Here's one paragraph which will give you some idea:
McNamara, who died yesterday at 93, will go down as a cautionary tale for the ages, and perhaps none more than for the Age of Obama. Whatever else distinguishes JFK's New Frontier or LBJ's Great Society from Barack Obama's "New Foundation," this too is an era of soaring rhetoric, big plans and boundless self-regard, issued by an administration convinced it can apply technocratic, top-down solutions to huge and unpredictable systems -- the banking, auto and health-care industries, for instance, or the climate. These are people deeply impressed by their own smarts, the ones for whom the phrase "the best and the brightest" has been scrubbed of its intended irony.
Here we go again.






The problem is that we're in uncharted territory. A war, a recession, record debt, a disfunctional health care system. I for one hope that Obama is a roaring success. Do the Republicans have any answers?
Posted by: Jeannette Paladino | July 12, 2009 at 05:45 PM
Phooey.
Leaving the auto industry, health care industry and climate controls in the hands of the private market has resulted in:
- A bankrupt GM
- 40,000,000 uninsured Americans
- Global warming
In short, the much beloved "free market" doesn't work as well as the ideologues of the WSJ editorial page would like to believe.
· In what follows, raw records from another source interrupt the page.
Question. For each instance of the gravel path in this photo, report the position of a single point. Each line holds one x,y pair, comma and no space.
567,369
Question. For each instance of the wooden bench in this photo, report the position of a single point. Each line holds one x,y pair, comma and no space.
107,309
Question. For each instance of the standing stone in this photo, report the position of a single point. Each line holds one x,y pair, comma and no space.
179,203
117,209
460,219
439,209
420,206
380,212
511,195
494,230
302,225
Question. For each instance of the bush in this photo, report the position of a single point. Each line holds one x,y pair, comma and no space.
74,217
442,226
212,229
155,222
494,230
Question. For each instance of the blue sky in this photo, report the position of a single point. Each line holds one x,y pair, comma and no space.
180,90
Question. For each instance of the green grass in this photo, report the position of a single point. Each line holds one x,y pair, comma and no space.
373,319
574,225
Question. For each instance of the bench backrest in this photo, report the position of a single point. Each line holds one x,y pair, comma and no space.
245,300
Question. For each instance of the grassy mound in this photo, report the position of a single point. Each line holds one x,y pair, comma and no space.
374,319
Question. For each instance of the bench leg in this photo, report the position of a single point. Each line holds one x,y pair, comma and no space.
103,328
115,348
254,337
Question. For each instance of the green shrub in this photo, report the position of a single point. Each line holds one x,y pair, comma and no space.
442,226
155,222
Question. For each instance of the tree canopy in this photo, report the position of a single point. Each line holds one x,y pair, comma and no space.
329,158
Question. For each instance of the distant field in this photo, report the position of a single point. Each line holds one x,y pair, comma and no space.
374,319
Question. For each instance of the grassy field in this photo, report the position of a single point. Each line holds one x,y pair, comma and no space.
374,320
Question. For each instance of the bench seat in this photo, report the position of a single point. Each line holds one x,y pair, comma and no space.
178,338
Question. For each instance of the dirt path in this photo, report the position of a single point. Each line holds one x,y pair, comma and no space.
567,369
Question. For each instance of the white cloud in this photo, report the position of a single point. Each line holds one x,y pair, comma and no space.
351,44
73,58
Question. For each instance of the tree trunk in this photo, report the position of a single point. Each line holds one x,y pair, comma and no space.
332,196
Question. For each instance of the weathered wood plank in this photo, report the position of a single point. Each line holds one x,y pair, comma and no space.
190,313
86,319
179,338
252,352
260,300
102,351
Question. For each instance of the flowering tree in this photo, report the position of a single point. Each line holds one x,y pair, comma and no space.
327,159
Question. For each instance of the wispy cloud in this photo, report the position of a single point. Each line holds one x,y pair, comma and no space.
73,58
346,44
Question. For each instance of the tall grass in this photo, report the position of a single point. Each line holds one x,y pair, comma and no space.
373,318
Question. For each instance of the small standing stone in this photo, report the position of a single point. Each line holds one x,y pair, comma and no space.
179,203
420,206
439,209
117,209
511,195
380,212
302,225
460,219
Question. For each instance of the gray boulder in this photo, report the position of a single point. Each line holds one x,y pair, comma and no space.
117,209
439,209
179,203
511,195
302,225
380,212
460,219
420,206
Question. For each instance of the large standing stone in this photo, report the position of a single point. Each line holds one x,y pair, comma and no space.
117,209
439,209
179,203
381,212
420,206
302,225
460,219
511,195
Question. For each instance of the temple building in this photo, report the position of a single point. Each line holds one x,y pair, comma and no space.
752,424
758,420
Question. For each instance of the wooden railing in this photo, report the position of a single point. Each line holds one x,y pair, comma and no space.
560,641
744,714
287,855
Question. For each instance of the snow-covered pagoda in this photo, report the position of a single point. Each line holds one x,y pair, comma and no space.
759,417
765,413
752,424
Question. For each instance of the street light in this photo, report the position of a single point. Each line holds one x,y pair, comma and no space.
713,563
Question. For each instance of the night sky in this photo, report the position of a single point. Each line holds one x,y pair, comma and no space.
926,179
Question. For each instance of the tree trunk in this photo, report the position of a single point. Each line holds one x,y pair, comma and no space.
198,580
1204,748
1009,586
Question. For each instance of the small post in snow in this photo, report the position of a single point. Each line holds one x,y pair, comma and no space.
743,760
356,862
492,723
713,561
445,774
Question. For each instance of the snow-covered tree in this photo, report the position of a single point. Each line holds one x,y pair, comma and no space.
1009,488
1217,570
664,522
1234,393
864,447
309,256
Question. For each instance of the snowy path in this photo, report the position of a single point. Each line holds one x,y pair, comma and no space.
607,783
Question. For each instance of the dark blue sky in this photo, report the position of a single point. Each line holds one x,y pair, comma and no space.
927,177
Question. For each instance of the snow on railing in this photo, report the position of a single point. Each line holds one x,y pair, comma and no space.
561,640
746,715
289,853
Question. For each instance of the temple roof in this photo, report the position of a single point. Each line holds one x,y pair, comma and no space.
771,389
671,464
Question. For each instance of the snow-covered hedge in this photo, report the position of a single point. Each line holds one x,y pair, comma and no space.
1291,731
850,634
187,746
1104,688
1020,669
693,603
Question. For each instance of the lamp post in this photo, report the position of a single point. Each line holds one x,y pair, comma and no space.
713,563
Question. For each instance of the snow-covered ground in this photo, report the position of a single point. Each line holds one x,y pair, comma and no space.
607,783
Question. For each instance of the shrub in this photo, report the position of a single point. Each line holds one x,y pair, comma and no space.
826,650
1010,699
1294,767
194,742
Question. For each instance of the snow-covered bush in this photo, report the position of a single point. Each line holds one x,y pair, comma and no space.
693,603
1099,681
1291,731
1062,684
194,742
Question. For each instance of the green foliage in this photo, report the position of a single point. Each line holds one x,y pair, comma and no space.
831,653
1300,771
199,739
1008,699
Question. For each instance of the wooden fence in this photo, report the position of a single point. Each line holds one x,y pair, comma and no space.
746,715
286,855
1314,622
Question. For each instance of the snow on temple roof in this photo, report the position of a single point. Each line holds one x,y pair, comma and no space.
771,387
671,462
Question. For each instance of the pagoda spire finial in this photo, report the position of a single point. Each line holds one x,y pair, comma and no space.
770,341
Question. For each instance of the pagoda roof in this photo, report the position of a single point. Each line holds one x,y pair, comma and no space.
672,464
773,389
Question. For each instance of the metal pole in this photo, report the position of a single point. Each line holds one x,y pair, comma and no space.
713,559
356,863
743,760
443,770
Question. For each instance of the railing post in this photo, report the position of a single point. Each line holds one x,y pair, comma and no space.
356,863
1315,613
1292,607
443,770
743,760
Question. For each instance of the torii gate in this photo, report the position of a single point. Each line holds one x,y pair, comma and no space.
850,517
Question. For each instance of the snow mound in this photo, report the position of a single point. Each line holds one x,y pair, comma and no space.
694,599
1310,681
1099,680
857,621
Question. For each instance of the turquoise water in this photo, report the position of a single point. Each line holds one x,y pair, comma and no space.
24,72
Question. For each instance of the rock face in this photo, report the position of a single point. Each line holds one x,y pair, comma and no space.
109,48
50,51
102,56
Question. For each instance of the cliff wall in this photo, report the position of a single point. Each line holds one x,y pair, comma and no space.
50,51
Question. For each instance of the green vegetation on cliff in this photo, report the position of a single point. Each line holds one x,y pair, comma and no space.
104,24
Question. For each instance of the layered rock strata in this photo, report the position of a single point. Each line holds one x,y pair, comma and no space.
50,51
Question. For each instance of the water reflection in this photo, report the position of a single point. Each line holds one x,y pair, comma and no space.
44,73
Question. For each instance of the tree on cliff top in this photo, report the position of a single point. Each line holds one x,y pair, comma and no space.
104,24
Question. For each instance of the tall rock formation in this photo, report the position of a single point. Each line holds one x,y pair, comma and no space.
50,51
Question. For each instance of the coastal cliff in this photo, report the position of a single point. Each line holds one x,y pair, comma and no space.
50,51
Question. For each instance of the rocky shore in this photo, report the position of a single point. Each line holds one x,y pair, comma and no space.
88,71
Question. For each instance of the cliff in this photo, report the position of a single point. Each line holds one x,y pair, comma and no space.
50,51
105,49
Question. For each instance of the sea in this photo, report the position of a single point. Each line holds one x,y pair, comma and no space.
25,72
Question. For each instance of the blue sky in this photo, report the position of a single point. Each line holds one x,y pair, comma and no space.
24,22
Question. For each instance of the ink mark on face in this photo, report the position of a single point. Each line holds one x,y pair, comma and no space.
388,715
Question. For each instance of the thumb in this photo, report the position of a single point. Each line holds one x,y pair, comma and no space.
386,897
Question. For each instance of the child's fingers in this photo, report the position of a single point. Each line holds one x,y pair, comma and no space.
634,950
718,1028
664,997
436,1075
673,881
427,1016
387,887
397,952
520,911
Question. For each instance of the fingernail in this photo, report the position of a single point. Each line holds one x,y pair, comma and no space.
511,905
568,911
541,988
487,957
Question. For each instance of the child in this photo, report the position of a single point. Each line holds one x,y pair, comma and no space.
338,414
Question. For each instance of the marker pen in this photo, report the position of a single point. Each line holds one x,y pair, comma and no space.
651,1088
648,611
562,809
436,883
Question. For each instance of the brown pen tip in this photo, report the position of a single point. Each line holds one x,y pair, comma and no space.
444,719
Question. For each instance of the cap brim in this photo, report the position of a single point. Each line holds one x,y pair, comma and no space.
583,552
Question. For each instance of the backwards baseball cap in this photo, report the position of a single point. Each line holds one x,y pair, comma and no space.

Those systems are not as "unpredictable" as you want to believe. In fact, since you can reliably predict that each of them will work solely for their own self-interest, they are remarkably predictable. I think Obama's correctives are necessary and a long-overdue balance to the unregulated markets that wreck themselves regularly for the exact same reasons that have wrecked themselves in the past.